From hobby to career
Because she loves nature, traveling and new experiences, Galbadrakh said she chose to major in hospitality and tourism management.
“During my college years, I traveled a lot around the island and the mainland because I wanted to see how people run hospitality and tourism businesses. My travels and internship helped me to see potential business ideas I can do back home.”
Galbadrakh said she did her internship in Montana for four months at a resort located next to the town West Yellowstone. “They keep the Hebgen Lake busy by doing all kinds of fun water activities, such as boating, kneeboarding, wakeboarding, kayaking, water skiing and so on,” she explained. “The owners of the resort utilize that lake to earn a lot of money.”
Galbadrakh said Mongolia has a beautiful natural landscape with forests, deserts, miles of flat steppes, mountains and many big bodies of water. “I realized Mongolia is full of resources to develop tourist attractions,” she shared.
Visiting Disneyland, Universal Studios and other famous tourist attractions helped her gain similar insights and experiences related to her major and future career. Galbadrakh said she saw how tourist business employees handle problems, such as helping lost customers, running lost and found and many other potential problems.
Tumursukh shared, “We both love traveling so we are travel partners. We traveled around the mainland together and created many wonderful memories together. She is good at planning and is very funny. She is energetic and persistent.”
Galbadrakh said she worked at the Polynesian Cultural Center where she gained customer service, teamwork and leadership skills which will be beneficial for her future career.
Molly Duersch, an alumna who graduated in the Fall of 2018 and majored in political science, said she met Galbadrakh when she was her EIL tutor.
“I love Muugii. We became good friends when we had a swim class together.

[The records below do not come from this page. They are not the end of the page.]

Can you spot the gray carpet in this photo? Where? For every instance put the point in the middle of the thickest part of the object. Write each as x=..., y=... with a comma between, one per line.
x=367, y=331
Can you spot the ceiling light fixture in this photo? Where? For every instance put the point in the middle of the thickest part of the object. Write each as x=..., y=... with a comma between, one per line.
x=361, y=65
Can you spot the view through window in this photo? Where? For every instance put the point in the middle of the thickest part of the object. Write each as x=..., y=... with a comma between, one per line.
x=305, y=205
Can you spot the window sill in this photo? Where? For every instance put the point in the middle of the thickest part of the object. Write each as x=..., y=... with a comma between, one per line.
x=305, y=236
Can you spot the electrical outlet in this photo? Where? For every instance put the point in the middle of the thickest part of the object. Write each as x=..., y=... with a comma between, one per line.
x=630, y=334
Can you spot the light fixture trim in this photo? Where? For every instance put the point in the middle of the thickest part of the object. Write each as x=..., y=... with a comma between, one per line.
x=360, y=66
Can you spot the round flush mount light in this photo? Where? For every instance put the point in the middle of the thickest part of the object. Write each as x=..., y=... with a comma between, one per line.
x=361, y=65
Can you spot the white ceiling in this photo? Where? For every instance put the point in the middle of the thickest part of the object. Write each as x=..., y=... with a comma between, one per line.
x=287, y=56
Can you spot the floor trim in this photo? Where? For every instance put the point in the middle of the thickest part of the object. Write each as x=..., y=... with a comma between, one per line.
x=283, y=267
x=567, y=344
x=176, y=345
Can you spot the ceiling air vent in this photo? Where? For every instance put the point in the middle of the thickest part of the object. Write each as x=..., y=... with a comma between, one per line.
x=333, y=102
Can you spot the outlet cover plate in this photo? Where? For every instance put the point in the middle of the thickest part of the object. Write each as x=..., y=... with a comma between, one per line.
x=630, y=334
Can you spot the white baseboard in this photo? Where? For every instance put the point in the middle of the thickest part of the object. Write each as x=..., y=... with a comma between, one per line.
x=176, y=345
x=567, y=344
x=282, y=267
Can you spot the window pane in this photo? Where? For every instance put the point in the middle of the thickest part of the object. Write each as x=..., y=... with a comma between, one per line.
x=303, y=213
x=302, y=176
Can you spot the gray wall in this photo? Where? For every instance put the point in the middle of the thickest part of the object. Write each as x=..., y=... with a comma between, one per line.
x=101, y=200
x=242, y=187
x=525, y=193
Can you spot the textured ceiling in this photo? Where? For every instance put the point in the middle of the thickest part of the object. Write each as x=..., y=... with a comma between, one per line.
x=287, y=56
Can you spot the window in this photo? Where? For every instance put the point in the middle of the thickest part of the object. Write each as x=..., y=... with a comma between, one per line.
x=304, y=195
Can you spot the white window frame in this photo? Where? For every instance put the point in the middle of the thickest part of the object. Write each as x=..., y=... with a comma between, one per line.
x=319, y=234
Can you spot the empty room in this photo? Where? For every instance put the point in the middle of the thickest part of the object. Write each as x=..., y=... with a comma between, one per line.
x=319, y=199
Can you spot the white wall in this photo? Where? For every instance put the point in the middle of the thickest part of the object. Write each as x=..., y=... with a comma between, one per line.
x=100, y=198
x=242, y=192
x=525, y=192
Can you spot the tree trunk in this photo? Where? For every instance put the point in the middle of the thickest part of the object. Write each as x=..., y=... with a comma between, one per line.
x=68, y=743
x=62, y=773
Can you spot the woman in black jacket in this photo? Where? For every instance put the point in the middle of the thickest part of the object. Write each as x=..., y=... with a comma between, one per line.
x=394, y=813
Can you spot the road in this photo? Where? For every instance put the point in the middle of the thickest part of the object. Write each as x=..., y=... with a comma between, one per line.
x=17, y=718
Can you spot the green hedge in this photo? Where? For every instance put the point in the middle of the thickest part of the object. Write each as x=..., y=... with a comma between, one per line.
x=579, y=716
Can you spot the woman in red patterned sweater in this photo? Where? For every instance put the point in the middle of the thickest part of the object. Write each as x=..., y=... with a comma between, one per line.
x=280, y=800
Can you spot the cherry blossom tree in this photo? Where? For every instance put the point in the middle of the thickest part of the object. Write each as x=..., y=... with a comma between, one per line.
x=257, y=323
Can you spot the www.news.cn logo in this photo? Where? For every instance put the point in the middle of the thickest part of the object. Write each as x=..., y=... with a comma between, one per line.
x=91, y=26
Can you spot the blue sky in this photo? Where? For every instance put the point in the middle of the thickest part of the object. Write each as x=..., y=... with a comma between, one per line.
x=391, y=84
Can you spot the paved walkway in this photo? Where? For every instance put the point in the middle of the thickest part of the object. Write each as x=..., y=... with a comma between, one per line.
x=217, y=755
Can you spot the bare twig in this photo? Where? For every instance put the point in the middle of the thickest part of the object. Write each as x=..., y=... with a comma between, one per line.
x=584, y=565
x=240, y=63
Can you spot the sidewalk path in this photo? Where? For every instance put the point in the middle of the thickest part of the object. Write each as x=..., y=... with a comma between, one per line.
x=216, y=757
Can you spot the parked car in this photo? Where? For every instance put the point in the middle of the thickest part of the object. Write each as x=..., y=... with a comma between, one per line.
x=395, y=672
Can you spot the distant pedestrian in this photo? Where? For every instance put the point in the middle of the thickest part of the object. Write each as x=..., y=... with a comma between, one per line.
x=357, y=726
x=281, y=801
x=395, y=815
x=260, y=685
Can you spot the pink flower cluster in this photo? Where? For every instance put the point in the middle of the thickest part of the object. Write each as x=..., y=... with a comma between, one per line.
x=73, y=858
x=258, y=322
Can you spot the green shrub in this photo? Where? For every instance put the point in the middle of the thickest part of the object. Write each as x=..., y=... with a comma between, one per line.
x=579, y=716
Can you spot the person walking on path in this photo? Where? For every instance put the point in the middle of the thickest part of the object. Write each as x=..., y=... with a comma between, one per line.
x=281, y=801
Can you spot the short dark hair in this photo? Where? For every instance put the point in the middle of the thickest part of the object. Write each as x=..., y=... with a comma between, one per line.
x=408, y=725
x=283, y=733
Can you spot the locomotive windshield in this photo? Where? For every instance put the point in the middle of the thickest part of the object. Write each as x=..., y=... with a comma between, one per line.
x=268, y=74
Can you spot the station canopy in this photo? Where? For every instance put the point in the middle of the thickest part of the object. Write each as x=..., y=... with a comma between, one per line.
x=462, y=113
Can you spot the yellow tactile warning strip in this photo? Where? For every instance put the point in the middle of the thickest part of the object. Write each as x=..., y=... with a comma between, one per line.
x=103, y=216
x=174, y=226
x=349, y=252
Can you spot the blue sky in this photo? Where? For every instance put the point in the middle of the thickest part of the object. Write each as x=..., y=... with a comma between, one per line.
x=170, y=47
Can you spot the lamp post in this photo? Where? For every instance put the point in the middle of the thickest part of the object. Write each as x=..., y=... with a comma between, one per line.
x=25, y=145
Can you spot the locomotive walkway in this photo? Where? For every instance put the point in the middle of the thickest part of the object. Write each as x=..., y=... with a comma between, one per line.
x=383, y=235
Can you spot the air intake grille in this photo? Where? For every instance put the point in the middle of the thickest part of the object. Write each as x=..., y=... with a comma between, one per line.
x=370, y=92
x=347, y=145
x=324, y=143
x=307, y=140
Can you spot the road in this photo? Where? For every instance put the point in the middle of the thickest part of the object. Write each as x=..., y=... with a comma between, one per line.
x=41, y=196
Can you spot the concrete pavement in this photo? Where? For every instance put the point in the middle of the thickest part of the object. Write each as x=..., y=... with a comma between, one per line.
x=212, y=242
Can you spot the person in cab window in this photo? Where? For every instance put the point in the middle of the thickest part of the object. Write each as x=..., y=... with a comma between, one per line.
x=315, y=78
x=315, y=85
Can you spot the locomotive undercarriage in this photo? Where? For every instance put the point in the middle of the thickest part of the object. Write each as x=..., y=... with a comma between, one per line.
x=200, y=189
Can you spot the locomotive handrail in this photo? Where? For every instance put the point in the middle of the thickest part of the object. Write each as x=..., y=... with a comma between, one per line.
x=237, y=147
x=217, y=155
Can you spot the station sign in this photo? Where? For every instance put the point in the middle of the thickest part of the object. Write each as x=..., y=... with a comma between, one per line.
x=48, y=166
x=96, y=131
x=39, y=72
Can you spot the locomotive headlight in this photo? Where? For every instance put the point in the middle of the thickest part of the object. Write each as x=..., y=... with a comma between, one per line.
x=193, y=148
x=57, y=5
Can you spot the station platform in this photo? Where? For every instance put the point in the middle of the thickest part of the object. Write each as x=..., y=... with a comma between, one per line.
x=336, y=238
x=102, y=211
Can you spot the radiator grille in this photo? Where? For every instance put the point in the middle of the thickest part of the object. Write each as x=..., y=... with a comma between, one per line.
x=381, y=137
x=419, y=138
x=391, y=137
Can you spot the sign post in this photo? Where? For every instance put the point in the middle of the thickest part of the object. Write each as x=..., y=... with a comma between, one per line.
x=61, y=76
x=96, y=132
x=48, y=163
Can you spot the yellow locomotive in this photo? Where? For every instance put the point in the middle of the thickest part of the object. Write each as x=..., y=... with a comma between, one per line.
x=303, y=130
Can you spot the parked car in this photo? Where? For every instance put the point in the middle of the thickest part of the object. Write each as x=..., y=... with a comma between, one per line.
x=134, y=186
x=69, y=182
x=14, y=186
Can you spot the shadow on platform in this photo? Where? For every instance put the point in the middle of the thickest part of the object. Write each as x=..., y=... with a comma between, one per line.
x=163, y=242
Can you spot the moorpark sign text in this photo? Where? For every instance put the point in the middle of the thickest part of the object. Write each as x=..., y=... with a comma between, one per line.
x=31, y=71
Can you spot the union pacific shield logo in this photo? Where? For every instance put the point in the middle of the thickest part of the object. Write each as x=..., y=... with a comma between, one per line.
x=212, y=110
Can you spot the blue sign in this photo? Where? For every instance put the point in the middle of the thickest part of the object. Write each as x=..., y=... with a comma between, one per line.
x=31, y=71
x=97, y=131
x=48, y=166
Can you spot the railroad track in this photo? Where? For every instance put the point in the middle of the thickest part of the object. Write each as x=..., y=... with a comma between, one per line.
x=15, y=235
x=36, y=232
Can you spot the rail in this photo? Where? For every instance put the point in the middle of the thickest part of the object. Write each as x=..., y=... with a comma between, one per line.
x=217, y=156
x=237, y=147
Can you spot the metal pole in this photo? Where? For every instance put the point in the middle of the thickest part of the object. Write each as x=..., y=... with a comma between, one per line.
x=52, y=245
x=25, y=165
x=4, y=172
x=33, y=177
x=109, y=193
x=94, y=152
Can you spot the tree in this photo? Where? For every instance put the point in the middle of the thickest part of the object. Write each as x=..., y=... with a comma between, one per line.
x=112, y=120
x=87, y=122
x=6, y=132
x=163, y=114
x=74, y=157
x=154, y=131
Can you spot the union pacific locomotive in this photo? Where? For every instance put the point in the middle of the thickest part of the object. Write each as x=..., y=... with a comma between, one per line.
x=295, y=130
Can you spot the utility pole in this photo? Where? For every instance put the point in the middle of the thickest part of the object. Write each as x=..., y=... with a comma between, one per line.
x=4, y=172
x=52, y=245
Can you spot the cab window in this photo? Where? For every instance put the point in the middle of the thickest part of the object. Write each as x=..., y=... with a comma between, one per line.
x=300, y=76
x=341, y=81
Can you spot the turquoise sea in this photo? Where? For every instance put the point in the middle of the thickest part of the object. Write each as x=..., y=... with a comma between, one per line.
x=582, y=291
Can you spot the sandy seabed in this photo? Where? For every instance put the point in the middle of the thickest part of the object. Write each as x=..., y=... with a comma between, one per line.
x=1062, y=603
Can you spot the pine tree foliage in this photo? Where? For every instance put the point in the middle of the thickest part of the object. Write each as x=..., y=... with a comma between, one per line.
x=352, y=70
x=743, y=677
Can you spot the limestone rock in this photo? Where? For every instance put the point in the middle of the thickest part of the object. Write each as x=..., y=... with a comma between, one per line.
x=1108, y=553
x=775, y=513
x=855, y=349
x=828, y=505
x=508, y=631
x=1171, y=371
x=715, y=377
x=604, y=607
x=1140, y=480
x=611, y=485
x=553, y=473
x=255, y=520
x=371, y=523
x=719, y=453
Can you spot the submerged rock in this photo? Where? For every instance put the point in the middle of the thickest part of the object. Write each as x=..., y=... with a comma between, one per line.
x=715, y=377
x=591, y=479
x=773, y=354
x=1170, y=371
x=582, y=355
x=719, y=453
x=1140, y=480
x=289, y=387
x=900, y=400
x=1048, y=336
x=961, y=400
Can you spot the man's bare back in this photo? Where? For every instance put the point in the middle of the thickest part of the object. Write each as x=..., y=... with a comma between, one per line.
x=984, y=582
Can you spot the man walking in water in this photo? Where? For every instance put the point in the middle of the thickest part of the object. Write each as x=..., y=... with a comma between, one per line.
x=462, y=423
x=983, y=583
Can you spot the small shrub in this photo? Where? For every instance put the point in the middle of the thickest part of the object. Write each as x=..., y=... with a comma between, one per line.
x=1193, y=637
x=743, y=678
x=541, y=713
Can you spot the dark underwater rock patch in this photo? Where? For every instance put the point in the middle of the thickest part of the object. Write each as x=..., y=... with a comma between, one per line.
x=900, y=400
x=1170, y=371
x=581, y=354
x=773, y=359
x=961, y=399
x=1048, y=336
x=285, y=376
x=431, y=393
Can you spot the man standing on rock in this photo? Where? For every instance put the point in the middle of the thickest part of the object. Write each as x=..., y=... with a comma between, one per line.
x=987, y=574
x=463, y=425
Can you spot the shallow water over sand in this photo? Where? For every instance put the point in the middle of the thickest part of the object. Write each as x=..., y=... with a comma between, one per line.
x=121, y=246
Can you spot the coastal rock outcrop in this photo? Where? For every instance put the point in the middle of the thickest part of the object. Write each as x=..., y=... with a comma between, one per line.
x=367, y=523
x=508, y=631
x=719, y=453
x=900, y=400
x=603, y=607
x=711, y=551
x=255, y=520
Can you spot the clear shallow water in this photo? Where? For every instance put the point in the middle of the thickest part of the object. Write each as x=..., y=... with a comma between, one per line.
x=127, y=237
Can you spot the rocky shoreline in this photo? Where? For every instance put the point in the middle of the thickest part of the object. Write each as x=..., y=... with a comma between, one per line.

We would meet up frequently each week to get in our swimming hours and that time quickly turned to some of my favorite memories. Muugii is such a special person to me. She is hilarious and being around her, you always know that you will laugh.”
Galbadrakh served her full-time mission from 2012 to 2014, where she said she gave her best to the Lord. She also served in the Laie Hawaii Temple for over three years until the temple closed due to COVID-19. She said her temple service helped her to understand her covenants and their significance on a deeper level.
Munkhzul Bat-Erdene, a senior from Mongolia majoring in TESOL and a friend of Galbadrakh, said, “Muugii understands her responsibilities very well and always fulfills them in high quality. She served in the temple for a while and never skipped her temple shifts no matter how tired and how busy she is. She served in the morning shifts, so she wakes up very early to serve. I admire her persistence and her desire to serve the Lord.”
Galbadrakh said she is grateful for the IWORK donors who enabled her to study at BYUH. “My parents are middle-class workers, and I am the youngest of four, so if it wasn’t for the IWORK program, it would be financially impossible for me to study abroad."